We just had this one day in the year, whence everything will improve. Eat more healthily, get up earlier, study harder, work more productively and of course plenty of exercise.
All of these endeavors require the right kind of music to put you in the right mood!
Because of states’ rights, the Federal Department of Education is barred from producing student-motivating songs in the United States. And the National Conference of State Education Secretaries hasn’t been able to agree on one song either, mostly because Texas has been insisting on something with lots of “yeehaw”s, which understandably does meet some opposition from the musically adept states. The situation in other countries is similarly dire.
And thus, students around the world must avail themselves of North Korean propaganda for their morning motivation. (Activate the subtitles if you don’t understand Korean!)
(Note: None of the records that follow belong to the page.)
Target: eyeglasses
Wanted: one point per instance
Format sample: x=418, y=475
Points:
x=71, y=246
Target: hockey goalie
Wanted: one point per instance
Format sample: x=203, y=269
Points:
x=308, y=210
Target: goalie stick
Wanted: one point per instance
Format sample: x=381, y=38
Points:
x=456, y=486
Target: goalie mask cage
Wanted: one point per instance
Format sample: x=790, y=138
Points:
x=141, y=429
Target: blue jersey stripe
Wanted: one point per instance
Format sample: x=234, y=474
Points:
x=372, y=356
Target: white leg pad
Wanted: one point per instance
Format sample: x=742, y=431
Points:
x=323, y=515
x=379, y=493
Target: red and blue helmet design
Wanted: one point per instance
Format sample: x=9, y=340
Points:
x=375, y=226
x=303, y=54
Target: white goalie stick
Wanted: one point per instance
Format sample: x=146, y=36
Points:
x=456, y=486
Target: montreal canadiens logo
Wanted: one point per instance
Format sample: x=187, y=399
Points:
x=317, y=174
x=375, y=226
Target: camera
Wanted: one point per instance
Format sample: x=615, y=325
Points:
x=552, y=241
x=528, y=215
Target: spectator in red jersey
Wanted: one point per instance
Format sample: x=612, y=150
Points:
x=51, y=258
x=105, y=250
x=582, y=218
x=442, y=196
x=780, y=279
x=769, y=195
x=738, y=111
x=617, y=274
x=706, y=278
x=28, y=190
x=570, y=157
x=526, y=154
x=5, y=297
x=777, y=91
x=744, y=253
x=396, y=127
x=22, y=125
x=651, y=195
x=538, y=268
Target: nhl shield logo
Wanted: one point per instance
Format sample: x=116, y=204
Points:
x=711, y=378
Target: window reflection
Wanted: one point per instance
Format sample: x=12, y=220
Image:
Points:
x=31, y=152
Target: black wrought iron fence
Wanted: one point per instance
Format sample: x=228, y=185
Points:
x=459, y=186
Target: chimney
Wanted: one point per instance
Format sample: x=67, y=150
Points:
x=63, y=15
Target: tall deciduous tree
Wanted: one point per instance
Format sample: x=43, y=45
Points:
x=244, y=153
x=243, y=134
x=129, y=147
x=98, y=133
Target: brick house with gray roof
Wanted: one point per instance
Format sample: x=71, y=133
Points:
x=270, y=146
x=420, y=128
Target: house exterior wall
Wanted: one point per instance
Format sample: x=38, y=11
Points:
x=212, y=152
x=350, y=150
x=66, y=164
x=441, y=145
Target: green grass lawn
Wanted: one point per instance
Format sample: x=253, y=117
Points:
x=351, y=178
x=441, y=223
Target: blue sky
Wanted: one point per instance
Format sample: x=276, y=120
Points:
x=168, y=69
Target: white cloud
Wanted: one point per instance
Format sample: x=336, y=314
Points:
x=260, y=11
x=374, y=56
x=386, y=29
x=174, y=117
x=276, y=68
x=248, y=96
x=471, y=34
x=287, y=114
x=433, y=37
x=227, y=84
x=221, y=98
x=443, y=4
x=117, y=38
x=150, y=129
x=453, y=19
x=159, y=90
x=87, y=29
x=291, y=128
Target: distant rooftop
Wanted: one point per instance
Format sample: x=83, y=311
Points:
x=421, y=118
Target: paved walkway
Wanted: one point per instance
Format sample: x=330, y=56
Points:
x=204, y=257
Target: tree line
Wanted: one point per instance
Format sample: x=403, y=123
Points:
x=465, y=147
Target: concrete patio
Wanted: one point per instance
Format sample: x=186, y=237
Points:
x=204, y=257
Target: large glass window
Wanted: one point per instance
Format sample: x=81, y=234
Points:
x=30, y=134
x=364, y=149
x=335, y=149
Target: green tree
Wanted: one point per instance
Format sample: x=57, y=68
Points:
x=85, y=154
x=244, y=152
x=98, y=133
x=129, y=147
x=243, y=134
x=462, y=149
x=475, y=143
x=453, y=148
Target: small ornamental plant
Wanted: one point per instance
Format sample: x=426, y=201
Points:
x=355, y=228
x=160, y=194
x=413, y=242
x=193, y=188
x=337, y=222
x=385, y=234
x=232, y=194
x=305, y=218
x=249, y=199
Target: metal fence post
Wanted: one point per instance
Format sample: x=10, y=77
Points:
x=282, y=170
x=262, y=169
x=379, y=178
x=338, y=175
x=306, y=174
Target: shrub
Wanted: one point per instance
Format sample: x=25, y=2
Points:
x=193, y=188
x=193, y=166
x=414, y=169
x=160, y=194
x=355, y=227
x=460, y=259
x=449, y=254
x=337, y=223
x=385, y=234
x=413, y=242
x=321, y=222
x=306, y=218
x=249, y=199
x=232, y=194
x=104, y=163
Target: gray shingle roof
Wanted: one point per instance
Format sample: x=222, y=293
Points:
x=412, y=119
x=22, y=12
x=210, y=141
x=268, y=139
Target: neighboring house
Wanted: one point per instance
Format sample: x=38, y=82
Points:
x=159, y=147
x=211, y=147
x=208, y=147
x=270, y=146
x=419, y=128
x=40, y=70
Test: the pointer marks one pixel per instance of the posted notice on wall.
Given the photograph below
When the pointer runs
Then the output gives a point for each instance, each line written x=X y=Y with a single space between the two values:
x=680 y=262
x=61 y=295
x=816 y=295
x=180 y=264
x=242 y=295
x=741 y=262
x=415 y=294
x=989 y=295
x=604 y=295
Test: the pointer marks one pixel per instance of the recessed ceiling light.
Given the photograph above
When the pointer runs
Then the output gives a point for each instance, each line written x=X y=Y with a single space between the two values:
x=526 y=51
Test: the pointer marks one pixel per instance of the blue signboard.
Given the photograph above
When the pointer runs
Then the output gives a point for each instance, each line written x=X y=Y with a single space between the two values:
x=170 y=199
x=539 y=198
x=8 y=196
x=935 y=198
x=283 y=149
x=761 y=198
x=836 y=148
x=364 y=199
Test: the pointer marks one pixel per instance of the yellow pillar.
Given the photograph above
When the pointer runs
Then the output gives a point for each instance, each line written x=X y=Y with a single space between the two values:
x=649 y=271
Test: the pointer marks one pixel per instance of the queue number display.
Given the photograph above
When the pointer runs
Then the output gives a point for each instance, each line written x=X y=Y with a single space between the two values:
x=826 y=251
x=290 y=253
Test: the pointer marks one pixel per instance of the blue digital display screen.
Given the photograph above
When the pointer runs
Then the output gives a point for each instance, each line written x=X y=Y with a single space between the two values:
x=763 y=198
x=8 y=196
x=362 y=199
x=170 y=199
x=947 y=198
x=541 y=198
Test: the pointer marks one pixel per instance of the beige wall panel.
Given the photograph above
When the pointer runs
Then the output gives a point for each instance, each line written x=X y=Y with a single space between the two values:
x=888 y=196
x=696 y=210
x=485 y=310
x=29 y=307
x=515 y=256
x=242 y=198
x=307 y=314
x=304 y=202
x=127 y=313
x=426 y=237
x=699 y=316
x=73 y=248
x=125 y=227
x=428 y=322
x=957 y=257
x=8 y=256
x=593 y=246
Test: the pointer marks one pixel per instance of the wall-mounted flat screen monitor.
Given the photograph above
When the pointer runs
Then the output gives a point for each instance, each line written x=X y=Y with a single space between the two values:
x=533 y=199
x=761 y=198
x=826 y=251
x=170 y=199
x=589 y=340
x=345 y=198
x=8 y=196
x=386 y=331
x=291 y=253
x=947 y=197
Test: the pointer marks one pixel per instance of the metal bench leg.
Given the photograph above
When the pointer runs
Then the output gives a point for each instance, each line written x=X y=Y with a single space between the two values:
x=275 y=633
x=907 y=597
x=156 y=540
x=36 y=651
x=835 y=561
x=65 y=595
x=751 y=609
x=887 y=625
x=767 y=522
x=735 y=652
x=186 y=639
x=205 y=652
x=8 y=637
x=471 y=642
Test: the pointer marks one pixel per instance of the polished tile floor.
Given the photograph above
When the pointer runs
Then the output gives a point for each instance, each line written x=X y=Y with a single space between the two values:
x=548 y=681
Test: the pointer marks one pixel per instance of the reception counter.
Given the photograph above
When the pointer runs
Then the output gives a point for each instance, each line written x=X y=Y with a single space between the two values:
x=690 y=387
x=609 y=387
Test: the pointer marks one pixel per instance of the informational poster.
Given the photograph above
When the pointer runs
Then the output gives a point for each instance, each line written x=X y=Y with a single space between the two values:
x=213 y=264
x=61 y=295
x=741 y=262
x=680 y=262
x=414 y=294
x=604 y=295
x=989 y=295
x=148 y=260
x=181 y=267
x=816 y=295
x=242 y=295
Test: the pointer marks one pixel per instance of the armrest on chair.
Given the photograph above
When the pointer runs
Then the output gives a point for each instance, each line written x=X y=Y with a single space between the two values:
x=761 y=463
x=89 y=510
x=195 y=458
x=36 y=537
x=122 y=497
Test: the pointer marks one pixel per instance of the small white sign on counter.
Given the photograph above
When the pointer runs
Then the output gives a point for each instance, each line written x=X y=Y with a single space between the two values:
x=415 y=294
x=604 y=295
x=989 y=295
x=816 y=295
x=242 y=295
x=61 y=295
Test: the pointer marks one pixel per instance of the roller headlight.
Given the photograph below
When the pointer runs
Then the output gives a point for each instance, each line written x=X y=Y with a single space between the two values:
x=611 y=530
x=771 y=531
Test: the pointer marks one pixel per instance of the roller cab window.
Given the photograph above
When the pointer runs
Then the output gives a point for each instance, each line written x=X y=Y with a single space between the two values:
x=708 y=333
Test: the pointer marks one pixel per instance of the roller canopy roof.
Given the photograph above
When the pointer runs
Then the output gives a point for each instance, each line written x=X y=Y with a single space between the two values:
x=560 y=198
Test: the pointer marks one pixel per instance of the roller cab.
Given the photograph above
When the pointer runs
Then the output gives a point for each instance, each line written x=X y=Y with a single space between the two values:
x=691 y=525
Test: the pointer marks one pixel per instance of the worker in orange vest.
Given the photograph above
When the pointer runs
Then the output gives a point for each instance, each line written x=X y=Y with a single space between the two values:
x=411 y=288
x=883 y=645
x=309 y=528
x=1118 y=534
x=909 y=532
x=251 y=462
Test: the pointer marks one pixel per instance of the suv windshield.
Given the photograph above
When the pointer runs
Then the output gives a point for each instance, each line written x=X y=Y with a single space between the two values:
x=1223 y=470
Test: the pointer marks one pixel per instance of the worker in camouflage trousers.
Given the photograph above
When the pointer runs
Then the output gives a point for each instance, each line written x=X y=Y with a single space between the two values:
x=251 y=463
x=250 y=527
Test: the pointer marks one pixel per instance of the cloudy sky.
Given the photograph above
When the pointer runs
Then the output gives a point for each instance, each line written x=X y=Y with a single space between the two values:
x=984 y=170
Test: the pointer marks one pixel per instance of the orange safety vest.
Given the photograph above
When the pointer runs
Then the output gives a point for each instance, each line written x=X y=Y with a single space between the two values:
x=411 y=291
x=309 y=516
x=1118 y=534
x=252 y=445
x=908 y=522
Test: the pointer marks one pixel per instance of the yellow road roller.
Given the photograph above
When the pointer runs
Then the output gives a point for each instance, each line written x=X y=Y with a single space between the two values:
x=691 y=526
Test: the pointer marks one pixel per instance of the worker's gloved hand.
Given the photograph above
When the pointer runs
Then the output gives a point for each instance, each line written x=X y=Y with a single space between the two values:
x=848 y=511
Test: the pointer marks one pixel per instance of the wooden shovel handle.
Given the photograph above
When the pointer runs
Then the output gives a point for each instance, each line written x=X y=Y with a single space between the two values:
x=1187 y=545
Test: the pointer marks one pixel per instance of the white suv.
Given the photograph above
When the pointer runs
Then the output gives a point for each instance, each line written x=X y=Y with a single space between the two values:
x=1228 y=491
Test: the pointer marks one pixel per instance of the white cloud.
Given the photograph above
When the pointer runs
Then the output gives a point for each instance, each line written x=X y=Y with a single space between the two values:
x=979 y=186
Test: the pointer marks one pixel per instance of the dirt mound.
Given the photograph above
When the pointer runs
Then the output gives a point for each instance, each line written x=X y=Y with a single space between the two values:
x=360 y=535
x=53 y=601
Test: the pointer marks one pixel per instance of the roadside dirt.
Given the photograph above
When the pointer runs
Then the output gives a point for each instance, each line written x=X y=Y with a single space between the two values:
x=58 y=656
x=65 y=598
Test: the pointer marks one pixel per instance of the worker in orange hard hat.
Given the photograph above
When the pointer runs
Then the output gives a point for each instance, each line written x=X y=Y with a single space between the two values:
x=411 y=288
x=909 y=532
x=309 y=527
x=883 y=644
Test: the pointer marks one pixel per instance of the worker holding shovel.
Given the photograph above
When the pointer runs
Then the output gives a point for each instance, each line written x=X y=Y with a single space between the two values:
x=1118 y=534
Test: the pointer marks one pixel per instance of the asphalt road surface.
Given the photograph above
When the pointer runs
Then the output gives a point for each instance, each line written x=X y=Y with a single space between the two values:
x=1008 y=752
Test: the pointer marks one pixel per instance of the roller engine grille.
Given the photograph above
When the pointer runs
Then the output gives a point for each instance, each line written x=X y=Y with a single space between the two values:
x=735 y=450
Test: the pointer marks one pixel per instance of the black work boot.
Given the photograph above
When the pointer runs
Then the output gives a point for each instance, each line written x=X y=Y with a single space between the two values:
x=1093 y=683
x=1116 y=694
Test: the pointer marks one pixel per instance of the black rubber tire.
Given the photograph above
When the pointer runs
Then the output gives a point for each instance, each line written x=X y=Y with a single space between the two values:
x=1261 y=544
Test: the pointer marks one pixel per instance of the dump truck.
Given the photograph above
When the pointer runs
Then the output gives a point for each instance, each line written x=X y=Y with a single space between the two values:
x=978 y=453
At work, too, everything flows better, faster and more productively when several times a day, the loudspeakers spontaneously call you away from the desk for a few minutes of relaxing exercise. This is the Labor-Motivating Ballet of the Patriotic Textile Factory in Wonsan.
The workers know exactly how to move to the swinging rhythm, because from early childhood on, they have been following the morning exercise routine on North Korean television, which keeps the whole country fit and agile. (Or have you ever seen a fat North Korean? Okay, that one guy. But he does have a lot on his plate and has no time to watch TV.)
Now we know where Jane Fonda stole the idea for her workout videos.
Or do you generally find it difficult to motivate yourself in the morning and start the day with enthusiasm? That’s no problem, either. Simply call the Central Coordination Office for the Provision of Motivational Music for Commuters, tell them the time and route, and the drive to the office or factory will turn into a celebration of joy.
But careful, some people let it go to their heads.